SNAREs zipper together to form four-helix membrane-bridging complexes that promote membrane fusion. SNARE complex formation is regulated by Sec1/Munc18 (SM) proteins. SM proteins interact with SNAREs, but exactly how they regulate SNARE complex assembly is not well understood. Previously, our lab reported separate crystal structures of the SM protein Vps33 bound to its R-SNARE Nyv1 and to its Qa-SNARE Vam3. Superposition of the two structures suggested that Vps33, and potentially other SM proteins, could serve as templates to bring the R- and Qa-SNAREs together to form a half-zippered SNARE complex.
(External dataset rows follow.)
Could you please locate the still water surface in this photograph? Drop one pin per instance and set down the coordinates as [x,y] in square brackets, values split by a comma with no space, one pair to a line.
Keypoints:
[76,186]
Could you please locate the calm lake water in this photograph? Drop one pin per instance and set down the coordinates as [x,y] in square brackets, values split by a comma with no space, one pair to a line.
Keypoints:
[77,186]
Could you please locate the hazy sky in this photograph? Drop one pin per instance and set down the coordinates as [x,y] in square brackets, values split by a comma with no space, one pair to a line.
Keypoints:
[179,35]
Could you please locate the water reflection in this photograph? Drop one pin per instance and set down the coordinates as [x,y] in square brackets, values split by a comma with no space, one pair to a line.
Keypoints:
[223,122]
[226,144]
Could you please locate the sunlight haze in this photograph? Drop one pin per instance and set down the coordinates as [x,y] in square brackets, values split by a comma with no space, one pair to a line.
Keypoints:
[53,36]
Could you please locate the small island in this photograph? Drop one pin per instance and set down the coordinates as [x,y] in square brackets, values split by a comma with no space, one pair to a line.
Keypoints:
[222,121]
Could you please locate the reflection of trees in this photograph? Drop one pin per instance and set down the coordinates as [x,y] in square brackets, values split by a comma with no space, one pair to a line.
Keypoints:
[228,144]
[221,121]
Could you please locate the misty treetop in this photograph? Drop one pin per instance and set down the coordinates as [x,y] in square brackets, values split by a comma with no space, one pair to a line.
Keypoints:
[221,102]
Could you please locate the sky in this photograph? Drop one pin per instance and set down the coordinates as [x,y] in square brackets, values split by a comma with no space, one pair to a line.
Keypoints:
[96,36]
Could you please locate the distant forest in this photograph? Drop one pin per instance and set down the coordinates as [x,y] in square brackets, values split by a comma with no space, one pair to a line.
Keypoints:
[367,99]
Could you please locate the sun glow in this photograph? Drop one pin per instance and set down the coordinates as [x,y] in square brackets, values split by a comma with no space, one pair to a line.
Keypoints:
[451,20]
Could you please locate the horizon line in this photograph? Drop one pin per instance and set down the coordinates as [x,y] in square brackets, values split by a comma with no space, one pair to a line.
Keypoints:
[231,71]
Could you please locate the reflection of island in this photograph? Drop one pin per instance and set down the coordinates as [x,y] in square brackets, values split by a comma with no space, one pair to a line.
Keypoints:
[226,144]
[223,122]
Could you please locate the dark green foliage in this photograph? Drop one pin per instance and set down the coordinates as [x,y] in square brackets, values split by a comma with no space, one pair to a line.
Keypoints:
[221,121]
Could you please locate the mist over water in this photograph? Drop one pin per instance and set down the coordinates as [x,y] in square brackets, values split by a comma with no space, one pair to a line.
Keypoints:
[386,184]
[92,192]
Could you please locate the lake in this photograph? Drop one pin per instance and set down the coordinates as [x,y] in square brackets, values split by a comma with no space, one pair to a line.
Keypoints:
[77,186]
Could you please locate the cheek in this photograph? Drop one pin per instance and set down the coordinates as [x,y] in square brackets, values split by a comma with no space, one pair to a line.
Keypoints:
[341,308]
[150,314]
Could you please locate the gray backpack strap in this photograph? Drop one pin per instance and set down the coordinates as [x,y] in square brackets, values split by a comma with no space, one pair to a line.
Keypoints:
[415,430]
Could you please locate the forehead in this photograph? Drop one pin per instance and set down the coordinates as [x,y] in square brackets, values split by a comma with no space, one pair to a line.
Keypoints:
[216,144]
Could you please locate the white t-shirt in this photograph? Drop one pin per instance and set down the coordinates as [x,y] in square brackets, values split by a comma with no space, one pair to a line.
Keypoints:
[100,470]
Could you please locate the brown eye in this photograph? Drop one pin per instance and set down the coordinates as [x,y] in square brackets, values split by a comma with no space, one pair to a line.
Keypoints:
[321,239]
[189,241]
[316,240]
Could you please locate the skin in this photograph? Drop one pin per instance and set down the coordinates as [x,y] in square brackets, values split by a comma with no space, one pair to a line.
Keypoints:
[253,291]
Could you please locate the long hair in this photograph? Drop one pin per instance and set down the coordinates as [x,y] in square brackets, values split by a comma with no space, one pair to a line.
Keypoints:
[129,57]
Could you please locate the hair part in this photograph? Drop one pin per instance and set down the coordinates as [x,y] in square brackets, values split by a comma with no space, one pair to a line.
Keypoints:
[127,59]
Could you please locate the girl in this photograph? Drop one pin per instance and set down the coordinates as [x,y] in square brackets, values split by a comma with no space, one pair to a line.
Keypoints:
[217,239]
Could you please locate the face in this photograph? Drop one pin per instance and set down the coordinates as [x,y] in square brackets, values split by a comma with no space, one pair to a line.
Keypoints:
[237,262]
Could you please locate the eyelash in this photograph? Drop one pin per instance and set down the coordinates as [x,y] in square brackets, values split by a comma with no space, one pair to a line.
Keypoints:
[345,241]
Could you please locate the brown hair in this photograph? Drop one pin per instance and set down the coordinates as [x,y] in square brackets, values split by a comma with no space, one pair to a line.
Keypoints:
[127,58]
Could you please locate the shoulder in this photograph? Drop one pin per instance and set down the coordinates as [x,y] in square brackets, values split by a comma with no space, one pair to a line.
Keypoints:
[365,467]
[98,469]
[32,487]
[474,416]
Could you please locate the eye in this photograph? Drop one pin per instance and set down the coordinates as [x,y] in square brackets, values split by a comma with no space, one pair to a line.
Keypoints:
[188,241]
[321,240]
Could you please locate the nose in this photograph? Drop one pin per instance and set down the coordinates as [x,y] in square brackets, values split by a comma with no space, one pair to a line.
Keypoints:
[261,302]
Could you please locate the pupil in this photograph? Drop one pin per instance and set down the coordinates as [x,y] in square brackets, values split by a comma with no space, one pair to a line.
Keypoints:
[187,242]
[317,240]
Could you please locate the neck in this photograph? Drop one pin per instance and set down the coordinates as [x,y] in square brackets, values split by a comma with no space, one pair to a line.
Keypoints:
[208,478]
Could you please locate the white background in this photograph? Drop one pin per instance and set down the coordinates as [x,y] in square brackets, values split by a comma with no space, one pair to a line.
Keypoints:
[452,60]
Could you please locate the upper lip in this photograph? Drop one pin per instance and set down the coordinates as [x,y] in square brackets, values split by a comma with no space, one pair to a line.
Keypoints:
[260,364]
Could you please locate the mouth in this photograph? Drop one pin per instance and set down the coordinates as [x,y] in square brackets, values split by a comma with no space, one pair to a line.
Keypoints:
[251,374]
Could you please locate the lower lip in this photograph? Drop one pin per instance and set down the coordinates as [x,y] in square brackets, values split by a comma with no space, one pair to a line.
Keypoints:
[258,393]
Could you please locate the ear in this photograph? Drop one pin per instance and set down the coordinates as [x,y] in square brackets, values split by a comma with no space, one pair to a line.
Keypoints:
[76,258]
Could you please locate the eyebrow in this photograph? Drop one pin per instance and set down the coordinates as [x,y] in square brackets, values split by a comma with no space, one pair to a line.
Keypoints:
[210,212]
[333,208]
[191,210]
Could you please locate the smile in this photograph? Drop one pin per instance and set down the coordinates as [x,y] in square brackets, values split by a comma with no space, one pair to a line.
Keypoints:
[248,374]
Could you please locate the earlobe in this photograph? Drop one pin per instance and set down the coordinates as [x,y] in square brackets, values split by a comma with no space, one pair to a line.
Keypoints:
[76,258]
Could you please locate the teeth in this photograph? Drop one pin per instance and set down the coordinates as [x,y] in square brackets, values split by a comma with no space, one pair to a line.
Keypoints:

However, no structure of an SM protein bound simultaneously to its Qa- and R-SNAREs has been reported for any SM protein. A structure of the ternary complex will reveal whether and, if so, how Nyv1 (R-SNARE) and Vam3 (Qa-SNARE) influence each other’s binding to Vps33 as they initiate SNARE complex assembly. In this thesis, we explored a novel strategy of purifying Nyv1 and Vam3 as disulfide-linked heterodimers to obtain a crystal structure of the ternary complex. This strategy has been previously shown, through single-molecule force spectroscopy, to be compatible with template complex formation. Using this approach, we identified three conditions that showed crystal growth. Diffraction data were collected from optimized crystals of one of the conditions. Biochemical analyses were performed to better characterize the interaction between Vps33 and its SNAREs. Addition of Vps33 enhanced the formation of covalent Nyv1/Vam3 heterodimers. This provides new evidence in support of the model that Vps33 serves as a template for the assembly of Nyv1 and Vam3. In addition, isothermal titration calorimetry assays were performed to estimate the dissociation constants between Vps33 and Nyv1 and Vps33 and Vam3. Taken together, our findings suggest that engineered disulfide bonds may represent a promising strategy for structurally characterizing SNARE assembly pathways.